In reality, it may or may not, depending on many factors.

The profit is affected by the other Greeks, primarily Delta, which causes the profit and loss (P&L) to change as the price of the underlying moves.

Another Greek is Theta.

For calendars, theta is positive, meaning that a portion of the calendar value will increase daily (including non-trading days).

Another factor that affects the value of the calendar is how the implied volatility of the near-term option changes in relation to the far-term option.

This topic involves the amount of skew and contango, which we will not discuss today.

Regardless, some options traders would like to configure the amount of vega in their calendars, which is the topic of today’s discussion.

**Narrow The Time Spread**

The vega in the calendar is a function of the difference in vega between the long and short options.

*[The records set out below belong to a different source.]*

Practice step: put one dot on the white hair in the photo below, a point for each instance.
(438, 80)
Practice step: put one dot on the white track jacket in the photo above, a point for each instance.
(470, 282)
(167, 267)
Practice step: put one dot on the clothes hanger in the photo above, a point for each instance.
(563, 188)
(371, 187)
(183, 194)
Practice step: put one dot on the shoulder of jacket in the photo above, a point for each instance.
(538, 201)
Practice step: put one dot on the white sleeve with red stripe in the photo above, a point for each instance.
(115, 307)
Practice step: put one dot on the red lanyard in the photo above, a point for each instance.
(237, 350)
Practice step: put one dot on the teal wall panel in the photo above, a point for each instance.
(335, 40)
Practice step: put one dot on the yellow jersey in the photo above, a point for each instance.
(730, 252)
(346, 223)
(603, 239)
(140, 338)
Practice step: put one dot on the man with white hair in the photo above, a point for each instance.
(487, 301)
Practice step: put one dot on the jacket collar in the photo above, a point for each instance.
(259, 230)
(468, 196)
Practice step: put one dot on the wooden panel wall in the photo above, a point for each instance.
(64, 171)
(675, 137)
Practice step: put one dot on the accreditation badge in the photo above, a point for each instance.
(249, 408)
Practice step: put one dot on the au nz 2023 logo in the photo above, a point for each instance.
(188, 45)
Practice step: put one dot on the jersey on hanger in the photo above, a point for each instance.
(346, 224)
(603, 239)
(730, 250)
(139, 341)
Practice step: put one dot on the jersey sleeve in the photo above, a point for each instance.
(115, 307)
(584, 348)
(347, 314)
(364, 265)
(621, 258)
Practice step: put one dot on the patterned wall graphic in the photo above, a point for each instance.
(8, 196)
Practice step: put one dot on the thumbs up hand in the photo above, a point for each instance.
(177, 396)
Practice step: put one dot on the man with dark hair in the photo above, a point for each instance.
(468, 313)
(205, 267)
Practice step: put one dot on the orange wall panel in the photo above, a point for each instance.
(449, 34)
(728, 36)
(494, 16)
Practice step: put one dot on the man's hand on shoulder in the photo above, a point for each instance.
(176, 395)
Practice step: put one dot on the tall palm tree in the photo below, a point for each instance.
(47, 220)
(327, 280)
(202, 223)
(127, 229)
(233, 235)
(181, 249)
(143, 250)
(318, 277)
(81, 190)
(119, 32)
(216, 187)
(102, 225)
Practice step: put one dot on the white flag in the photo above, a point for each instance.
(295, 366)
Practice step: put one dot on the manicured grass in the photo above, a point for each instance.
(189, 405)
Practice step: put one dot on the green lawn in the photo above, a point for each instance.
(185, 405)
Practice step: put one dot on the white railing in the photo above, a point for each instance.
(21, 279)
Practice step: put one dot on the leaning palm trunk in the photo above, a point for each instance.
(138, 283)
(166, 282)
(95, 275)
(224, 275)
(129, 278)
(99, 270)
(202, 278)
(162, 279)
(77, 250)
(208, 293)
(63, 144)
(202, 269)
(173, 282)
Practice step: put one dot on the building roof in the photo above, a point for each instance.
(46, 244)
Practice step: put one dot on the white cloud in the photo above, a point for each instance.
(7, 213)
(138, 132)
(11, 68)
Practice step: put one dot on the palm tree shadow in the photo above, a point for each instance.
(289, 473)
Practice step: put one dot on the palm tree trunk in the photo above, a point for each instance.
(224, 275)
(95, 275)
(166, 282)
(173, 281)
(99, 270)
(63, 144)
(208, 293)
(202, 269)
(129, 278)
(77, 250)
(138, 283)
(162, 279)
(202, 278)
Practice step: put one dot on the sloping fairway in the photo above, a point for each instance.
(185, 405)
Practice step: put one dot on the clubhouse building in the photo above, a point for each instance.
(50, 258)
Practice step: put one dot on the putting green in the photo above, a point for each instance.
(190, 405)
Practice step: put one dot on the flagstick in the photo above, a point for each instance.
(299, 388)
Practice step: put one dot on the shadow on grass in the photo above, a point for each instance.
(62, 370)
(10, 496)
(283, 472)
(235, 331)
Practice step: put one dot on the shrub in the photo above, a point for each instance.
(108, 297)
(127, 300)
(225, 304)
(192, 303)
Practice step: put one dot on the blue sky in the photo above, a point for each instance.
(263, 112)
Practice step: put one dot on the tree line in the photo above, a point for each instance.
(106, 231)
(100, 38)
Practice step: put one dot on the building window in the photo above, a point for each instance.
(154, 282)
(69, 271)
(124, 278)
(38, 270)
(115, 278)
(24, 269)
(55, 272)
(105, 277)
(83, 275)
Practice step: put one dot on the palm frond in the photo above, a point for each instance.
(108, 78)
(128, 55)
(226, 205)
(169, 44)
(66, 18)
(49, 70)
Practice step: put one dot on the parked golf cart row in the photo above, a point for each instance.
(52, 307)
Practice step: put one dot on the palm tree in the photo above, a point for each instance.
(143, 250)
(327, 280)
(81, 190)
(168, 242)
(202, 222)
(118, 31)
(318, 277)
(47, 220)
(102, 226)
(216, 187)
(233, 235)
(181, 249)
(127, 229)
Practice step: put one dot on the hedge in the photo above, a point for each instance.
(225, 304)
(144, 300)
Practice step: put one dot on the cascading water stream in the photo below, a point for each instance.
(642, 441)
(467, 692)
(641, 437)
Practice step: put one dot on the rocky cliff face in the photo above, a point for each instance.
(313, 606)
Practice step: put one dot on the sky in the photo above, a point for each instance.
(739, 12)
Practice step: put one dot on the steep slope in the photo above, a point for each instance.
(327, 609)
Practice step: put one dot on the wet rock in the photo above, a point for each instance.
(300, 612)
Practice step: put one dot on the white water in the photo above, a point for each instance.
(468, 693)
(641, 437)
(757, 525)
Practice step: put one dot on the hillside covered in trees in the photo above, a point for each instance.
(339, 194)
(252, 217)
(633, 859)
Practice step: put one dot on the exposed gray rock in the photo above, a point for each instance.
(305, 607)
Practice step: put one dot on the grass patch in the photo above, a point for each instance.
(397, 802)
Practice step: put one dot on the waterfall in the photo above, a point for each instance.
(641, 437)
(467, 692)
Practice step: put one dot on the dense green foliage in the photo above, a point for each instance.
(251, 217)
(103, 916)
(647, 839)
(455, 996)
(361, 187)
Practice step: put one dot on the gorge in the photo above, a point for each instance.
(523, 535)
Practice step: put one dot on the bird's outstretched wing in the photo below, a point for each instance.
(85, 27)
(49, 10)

If the trader wants to decrease the amount of vega in the calendar, the most readily available method is to decrease the time between the near and the far-term option.

When the two expirations are close to each other, their volatility differences usually will be less.

Hence, vega is less.

For example, here is a calendar with one week between the near-term short option and the far-term long option.

**Date:** April 16, 2024

**Price:** SPX @ 5062

Sell one contract May 3rd SPX 5060 put @ $69.25

Buy one contract May 10th SPX 5060 put @ $77.50

**Debit:** -$825

**Delta:** 0.15

**Theta:** 44.91

**Vega:** 81.91

**Vega/Theta**: 1.8

It has a vega of 82.

If we keep the near-term option the same but move the expiration of the far-term option closer to decrease the time gap between the expiration of the two options, we would have the following calendar:

**Date:** April 16, 2024

**Price:** SPX @ 5062

Sell one contract May 3rd SPX 5060 put @ $69.25

Buy one contract May 6 SPX 5060 put @ $71.20

**Debit:** -$195

**Delta:** 0.01

**Theta:** 27.57

**Vega:** 36.85

**Vega/Theta:** 1.3

The vega has now decreased to 36.85.

But we have also lost theta.

This is true because this calendar is smaller and narrower (as you can see by comparing the width of the expiration break-even points).

However, the loss in theta is not proportional to the loss in vega (as can be noted by the difference in the Vega/Theta ratio).

In other words, we can have two such narrow calendars like this:

**Date:** April 16, 2024

**Price:** SPX @ 5062

Sell two contract May 3rd SPX 5060 put @ $69.25

Buy two contract May 6 SPX 5060 put @ $71.20

**Debit:** -$390

And the Greeks would be cumulative.

**Delta:** 0.02

**Theta:** 55.13

**Vega:** 73.70

**Vega/Theta:** 1.3

We have just as much and even more theta than the wide calendar.

And yet, our cumulative vega is still less than our wide calendar.

**Reducing the DTE**

Another way to decrease the vega/theta ratio is to reduce the days to expiration.

Here, we have a calendar with only ten days till expiration for the short option.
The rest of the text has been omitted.